Koror
"Une ville si petite qu'elle ne vous donne aucune excuse pour ne pas vraiment parler aux gens."
Koror n’est pas une ville qui vous impose quoi que ce soit architecturalement. Pas de quartier colonial, pas de cathédrale, pas de promenade conçue pour la flânerie du soir. C’est une petite ville du Pacifique qui a grandi pragmatiquement autour d’un port d’administration japonais puis, après la guerre, autour de l’argent américain pour les infrastructures et des besoins d’une industrie naissante de tourisme de plongée. Les bâtiments sont en majorité bas, fonctionnels, et sans intérêt à impressionner qui que ce soit. Mais l’endroit a quelque chose que les grandes villes passent des décennies à essayer de fabriquer et n’y arrivent généralement pas : il a une véritable échelle humaine. En une semaine à Koror, j’ai commencé à reconnaître des visages. La femme qui tenait l’étal de marché près de ma pension savait que je voulais les petites papayes vertes, pas les grandes. Le type au ponton à carburant savait que je prenais le bateau du matin tôt. Ce genre de reconnaissance se produit ici plus vite que presque partout ailleurs.
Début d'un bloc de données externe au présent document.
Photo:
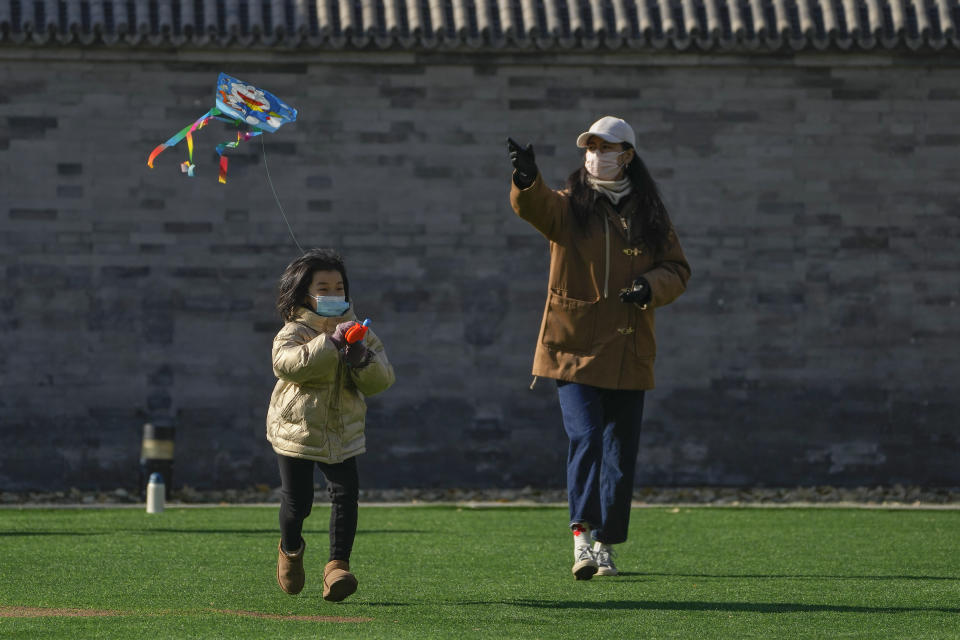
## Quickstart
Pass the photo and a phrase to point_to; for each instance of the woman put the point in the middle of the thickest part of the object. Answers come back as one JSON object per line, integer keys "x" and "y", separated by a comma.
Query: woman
{"x": 614, "y": 258}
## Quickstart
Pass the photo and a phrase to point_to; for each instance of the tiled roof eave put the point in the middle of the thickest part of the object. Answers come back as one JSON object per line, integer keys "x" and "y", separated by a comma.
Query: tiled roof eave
{"x": 707, "y": 26}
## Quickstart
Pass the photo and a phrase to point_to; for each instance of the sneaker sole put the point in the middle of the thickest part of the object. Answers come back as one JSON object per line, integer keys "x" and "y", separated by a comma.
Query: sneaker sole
{"x": 341, "y": 590}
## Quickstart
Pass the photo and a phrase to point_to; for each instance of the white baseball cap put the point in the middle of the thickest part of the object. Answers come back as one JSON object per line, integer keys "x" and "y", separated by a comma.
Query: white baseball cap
{"x": 610, "y": 129}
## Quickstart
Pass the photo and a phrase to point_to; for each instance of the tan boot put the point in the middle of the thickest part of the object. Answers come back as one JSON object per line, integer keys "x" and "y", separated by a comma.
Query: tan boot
{"x": 338, "y": 582}
{"x": 290, "y": 574}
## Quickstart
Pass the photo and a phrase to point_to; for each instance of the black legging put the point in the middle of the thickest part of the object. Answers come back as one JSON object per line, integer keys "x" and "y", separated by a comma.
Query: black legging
{"x": 296, "y": 501}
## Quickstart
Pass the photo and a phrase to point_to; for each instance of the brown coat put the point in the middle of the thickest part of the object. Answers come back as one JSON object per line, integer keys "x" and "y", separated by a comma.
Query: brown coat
{"x": 587, "y": 334}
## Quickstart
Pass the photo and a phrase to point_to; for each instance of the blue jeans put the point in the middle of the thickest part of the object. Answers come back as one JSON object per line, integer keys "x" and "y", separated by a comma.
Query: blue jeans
{"x": 604, "y": 430}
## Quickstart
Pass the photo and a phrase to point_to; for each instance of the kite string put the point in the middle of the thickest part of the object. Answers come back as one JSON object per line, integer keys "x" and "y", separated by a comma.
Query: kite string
{"x": 275, "y": 196}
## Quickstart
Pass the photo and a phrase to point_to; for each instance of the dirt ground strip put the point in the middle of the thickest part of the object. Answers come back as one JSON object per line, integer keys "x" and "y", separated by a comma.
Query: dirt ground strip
{"x": 47, "y": 612}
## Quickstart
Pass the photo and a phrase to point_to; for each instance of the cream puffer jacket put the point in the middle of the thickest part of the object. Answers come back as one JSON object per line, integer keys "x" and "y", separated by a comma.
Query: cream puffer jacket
{"x": 317, "y": 410}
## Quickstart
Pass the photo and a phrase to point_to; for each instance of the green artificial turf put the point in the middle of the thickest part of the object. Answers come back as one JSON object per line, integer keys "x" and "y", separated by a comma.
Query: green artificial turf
{"x": 447, "y": 572}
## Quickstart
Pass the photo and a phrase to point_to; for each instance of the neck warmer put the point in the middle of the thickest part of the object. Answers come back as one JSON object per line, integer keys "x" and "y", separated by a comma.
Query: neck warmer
{"x": 615, "y": 190}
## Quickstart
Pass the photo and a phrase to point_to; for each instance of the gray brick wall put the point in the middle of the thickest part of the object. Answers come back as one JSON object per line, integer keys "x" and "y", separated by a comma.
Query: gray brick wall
{"x": 816, "y": 196}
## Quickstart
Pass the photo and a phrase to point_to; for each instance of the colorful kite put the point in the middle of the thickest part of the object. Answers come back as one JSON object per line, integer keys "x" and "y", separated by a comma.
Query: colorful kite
{"x": 240, "y": 104}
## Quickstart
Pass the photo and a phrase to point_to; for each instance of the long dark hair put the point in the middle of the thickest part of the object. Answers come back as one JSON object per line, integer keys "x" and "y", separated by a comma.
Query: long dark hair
{"x": 651, "y": 223}
{"x": 297, "y": 276}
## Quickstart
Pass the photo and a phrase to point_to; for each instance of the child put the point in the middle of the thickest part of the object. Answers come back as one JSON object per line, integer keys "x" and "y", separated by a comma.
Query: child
{"x": 316, "y": 414}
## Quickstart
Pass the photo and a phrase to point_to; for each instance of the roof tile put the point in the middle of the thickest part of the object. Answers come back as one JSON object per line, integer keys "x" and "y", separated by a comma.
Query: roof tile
{"x": 488, "y": 24}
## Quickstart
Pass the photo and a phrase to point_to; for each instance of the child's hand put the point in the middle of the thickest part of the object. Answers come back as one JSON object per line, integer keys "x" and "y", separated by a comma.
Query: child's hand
{"x": 338, "y": 337}
{"x": 355, "y": 355}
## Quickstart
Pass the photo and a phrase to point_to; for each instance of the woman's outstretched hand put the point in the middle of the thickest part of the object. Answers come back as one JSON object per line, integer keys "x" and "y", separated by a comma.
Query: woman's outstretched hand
{"x": 524, "y": 162}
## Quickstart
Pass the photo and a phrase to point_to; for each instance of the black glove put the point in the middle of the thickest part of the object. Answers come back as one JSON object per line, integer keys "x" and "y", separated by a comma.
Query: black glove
{"x": 524, "y": 163}
{"x": 639, "y": 294}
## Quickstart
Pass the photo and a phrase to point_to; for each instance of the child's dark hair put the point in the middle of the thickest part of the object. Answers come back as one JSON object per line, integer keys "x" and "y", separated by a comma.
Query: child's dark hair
{"x": 297, "y": 276}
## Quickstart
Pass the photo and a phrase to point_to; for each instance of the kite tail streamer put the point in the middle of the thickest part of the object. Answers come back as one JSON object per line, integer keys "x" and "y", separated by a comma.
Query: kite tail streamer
{"x": 242, "y": 136}
{"x": 186, "y": 132}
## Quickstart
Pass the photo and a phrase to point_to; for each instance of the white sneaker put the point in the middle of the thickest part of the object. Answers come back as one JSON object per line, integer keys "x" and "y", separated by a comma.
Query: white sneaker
{"x": 584, "y": 564}
{"x": 604, "y": 558}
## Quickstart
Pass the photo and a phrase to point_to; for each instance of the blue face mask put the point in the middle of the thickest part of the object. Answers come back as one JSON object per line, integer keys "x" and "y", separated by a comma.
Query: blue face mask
{"x": 331, "y": 306}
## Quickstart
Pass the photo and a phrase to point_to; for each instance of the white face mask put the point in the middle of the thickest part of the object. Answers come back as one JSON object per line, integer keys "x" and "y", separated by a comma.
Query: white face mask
{"x": 604, "y": 166}
{"x": 331, "y": 306}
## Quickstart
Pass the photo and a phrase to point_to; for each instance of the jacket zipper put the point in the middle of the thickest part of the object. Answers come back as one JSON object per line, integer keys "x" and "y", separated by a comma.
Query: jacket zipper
{"x": 606, "y": 267}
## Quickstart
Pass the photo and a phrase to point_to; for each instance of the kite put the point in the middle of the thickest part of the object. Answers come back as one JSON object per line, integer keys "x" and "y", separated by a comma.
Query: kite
{"x": 240, "y": 104}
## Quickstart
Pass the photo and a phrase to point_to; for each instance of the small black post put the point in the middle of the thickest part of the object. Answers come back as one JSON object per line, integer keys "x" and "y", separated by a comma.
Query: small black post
{"x": 156, "y": 455}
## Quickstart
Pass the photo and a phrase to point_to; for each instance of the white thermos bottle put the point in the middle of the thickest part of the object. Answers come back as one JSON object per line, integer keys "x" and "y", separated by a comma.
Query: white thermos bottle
{"x": 155, "y": 493}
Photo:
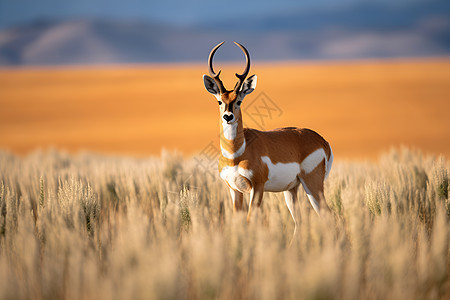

La situation culinaire est meilleure que la modeste réputation de la ville ne le laisse entendre. Le meilleur repas que j’ai eu était dans un endroit faiblement éclairé deux rues derrière la route principale qui faisait du thon grillé avec une sauce au calamansi — le calamansi est le petit agrume qui se situe quelque part entre une mandarine et un citron vert en saveur, et il fait quelque chose d’extraordinaire au poisson frais. Le thon était tellement frais qu’il avait encore un peu de chaleur, ce qui semble rebutant mais est en fait un signe que le poisson est passé du bateau à la cuisine en moins de trois heures. Il y a aussi un restaurant coréen où les instructeurs de plongée mangent tous les mardis, ce qui est une recommandation en laquelle je fais plus confiance que n’importe quelle application de critiques. Le riz est bien cuit et le kimchi est fait maison. Mangez-y.
La cuisine palaosienne elle-même — si vous pouvez la trouver, ce qui nécessite de poser quelques questions — se concentre sur le taro préparé de plusieurs façons, du poisson frais et un bouillon de fruits de mer clair fait à partir d’un fond quotidien que j’ai trouvé à un comptoir de déjeuner près de l’ancien pont Koror-Babeldaob. Le bouillon avait la profondeur qui vient de ne rien économiser — têtes, arêtes, ce qui était arrivé ce matin-là. J’en ai mangé deux bols puis je suis resté assis à me sentir gêné d’avoir passé quatre jours au restaurant de l’hôtel avant que quelqu’un m’indique cet endroit. Les produits au marché local méritent une exploration n’importe quel matin : manioc, taro, bananes locales plus petites et plus denses que les variétés d’exportation, et papaye qui en octobre frôle l’obscène.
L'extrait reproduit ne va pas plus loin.